I am still open for well referenced advices on why it would be invalid, and if justified, I'll go out and have the server code patched; if there is no such reference, I would really appreciate if LE would follow up on a valid reply and would handle it as such: same as NXDOMAIN I suppose.

(All alternatives, like

  • do not run webservers on the domain
  • replace your server
  • hack your dns [like dnsdist]
  • you are < NAMECALLING > go away

are not really helping, since if I wanted to do that I wouldn't have written this entry.)

Thanks!

Hi @grinapo

we have the year 2020. If your dns software isn't able to handle CAA queries correct, throw that software away.

Nobody would use Windows 95 or Windows 2000 to go online. But if you want to do that, that's your risk and your choice.

That's wrong. CA must check if there is a valid CAA or if there is no valid CAA. That's a NoError / NoData answer, not a NotImplemented / Servfail.

Please read

Some DNS providers that are unfamiliar with CAA initially reply to problem reports with “We do not support CAA records.” Your DNS provider does not need to specifically support CAA records; it only needs to reply with a NOERROR response for unknown query types (including CAA). Returning other opcodes, including NOTIMP, for unrecognized qtypes is a violation of RFC 1035, and needs to be fixed.

1 Like

I think Let's Encrypt have made a fairly explicit statement already on https://letsencrypt.org/docs/caa:

Your DNS provider does not need to specifically support CAA records; it only needs to reply with a NOERROR response for unknown query types (including CAA). Returning other opcodes, including NOTIMP, for unrecognized qtypes is a violation of RFC 1035, and needs to be fixed.
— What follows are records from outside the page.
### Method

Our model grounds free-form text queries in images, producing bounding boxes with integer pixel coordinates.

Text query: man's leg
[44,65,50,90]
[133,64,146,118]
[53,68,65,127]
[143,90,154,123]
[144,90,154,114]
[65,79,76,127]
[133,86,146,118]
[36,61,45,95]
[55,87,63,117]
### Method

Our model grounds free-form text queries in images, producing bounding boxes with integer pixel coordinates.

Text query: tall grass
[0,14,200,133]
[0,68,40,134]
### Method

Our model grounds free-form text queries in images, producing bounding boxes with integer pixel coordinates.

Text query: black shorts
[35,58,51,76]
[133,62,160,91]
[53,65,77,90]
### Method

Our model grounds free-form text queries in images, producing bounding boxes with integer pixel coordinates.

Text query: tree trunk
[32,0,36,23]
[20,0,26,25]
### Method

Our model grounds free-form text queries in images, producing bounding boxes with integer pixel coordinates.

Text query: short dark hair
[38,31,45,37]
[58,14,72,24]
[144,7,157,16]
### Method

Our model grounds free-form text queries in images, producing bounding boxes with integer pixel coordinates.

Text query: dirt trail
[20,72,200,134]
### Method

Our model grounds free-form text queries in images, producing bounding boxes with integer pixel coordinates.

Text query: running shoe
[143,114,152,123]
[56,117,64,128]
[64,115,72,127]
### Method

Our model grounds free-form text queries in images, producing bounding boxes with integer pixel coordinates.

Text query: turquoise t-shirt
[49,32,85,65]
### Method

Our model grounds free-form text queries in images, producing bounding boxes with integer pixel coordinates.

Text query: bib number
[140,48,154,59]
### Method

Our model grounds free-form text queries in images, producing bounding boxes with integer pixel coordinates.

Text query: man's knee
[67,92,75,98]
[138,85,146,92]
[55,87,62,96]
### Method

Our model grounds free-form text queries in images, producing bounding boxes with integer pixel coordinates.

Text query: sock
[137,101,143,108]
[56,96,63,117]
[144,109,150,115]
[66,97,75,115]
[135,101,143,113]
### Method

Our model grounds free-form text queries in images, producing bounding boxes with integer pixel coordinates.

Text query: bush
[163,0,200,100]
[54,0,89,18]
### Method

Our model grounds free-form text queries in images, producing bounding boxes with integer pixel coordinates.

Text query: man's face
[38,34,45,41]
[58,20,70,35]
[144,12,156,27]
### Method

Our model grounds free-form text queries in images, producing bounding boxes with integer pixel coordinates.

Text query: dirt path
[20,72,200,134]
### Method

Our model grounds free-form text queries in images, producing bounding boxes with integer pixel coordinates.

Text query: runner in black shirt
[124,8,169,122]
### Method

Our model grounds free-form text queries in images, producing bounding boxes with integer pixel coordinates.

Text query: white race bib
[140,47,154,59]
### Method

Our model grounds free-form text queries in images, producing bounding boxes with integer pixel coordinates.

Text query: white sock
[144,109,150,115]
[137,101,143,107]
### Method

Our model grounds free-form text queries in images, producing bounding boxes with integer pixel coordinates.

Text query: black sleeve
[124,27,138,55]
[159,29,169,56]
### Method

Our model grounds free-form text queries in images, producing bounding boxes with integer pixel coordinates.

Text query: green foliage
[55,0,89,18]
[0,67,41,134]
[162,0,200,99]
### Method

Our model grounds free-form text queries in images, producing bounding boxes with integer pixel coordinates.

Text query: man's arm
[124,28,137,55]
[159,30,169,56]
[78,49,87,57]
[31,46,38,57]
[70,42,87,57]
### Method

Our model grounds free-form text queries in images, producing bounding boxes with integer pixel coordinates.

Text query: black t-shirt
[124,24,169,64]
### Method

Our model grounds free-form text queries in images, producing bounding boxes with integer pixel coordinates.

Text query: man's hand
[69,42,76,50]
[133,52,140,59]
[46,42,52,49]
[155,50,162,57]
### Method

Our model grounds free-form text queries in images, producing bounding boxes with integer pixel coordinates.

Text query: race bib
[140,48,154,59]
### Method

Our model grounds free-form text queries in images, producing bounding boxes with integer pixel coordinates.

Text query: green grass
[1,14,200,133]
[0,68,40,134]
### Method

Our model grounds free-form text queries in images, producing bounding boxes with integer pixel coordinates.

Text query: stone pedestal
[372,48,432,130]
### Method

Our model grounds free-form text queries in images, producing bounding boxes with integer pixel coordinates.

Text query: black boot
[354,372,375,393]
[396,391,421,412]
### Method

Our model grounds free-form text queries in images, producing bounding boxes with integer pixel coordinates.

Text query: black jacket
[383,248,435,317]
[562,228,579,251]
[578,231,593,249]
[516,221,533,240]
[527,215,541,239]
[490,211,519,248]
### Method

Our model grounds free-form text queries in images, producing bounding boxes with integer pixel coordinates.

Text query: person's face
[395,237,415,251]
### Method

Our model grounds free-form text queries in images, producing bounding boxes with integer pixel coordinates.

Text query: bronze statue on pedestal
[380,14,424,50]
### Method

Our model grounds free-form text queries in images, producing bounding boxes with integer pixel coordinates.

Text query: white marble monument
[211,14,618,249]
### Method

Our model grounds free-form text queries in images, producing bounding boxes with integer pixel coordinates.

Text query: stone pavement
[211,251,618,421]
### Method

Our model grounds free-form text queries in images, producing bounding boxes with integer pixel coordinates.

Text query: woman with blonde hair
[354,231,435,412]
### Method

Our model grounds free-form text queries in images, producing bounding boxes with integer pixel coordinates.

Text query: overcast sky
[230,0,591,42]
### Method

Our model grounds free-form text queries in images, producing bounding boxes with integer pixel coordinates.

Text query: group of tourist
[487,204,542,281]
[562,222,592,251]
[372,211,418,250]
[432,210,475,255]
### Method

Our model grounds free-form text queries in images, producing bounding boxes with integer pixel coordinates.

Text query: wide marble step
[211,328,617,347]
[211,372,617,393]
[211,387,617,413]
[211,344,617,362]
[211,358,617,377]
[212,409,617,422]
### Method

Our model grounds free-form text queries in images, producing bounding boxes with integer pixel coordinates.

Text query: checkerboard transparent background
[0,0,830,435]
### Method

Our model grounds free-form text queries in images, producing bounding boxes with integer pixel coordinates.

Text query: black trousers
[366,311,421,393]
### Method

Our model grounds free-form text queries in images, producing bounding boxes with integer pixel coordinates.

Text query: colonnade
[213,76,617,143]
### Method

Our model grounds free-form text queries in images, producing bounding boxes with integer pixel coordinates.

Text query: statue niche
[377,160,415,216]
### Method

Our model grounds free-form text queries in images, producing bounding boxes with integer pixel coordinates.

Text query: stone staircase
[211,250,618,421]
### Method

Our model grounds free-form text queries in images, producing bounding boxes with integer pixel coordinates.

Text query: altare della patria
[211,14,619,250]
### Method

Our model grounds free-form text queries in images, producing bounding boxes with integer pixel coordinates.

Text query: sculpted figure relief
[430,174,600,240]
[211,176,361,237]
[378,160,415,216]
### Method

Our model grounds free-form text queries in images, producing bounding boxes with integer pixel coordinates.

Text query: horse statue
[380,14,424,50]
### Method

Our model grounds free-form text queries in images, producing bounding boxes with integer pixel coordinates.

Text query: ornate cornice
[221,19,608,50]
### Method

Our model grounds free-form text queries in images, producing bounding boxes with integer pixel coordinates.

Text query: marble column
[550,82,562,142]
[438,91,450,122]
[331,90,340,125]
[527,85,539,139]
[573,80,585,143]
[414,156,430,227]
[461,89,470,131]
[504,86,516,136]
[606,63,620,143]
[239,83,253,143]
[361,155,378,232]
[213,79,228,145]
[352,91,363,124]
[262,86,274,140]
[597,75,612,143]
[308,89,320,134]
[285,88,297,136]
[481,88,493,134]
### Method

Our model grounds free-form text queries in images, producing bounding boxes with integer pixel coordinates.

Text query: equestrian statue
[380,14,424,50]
ISTM that it's well established that NOTIMP is to be used when the server does not support the requested kind of query - meaning the header opcode (RFC 1035 - Domain names - implementation and specification, QUERY/IQUERY/STATUS).

The "Not Implemented" rcode states:

Not Implemented - The name server does not support the requested kind of query.

That text perhaps seems a bit ambiguous (does it mean opcode or qtype?), but the query opcode is defined in the following terms:

A four bit field that specifies kind of query in this message

which to me, seems like it fully removes any ambiguity.

Reading some of the comments on the dns-operations discussions about ietf-dnsop-no-response-issue and also ietf-dnsop-any-notimp seems to support that interpretation.

Specifically that resolvers are expected to respond with NOERROR or NXDOMAIN for unknown qtypes (as opposed to unknown opcodes).

Hi @_az

check IANA, then it’s simple.

https://www.iana.org/assignments/dns-parameters/dns-parameters.xhtml#dns-parameters-5

OpCode Name Reference
0 Query [RFC1035]
1 IQuery (Inverse Query, OBSOLETE) [RFC3425]
2 Status [RFC1035]
3 Unassigned
4 Notify [RFC1996]
5 Update [RFC2136]
6 DNS Stateful Operations (DSO) [RFC8490]
7-15 Unassigned

The standard OpCode is always 0 = Query (CAA query).

https://www.iana.org/assignments/dns-parameters/dns-parameters.xhtml#dns-parameters-6

RCODE Name Description Reference
0 NoError No Error [RFC1035]
1 FormErr Format Error [RFC1035]
2 ServFail Server Failure [RFC1035]
3 NXDomain Non-Existent Domain [RFC1035]
4 NotImp Not Implemented [RFC1035]
5 Refused Query Refused [RFC1035]

NotImplemented -> if one of the OpCodes 0 - 15 isn’t implemented.

But that’ not one of the Resource Record (RR) TYPEs - > queries, unknown query (1 - 65535).

1 Like

It sounds like @grinapo disagrees with Let’s Encrypt’s reading of RFC 1035. However, as @_az says, Let’s Encrypt has been very explicit and deliberate on this point and this policy is unlikely to change.

There might be ways to change it involving getting IETF and/or the CA/B Forum to clarify the interpretation and donating the necessary technical work for ISRG, but these are all probably less work than the alternatives…

1 Like

This topic was automatically closed 30 days after the last reply. New replies are no longer allowed.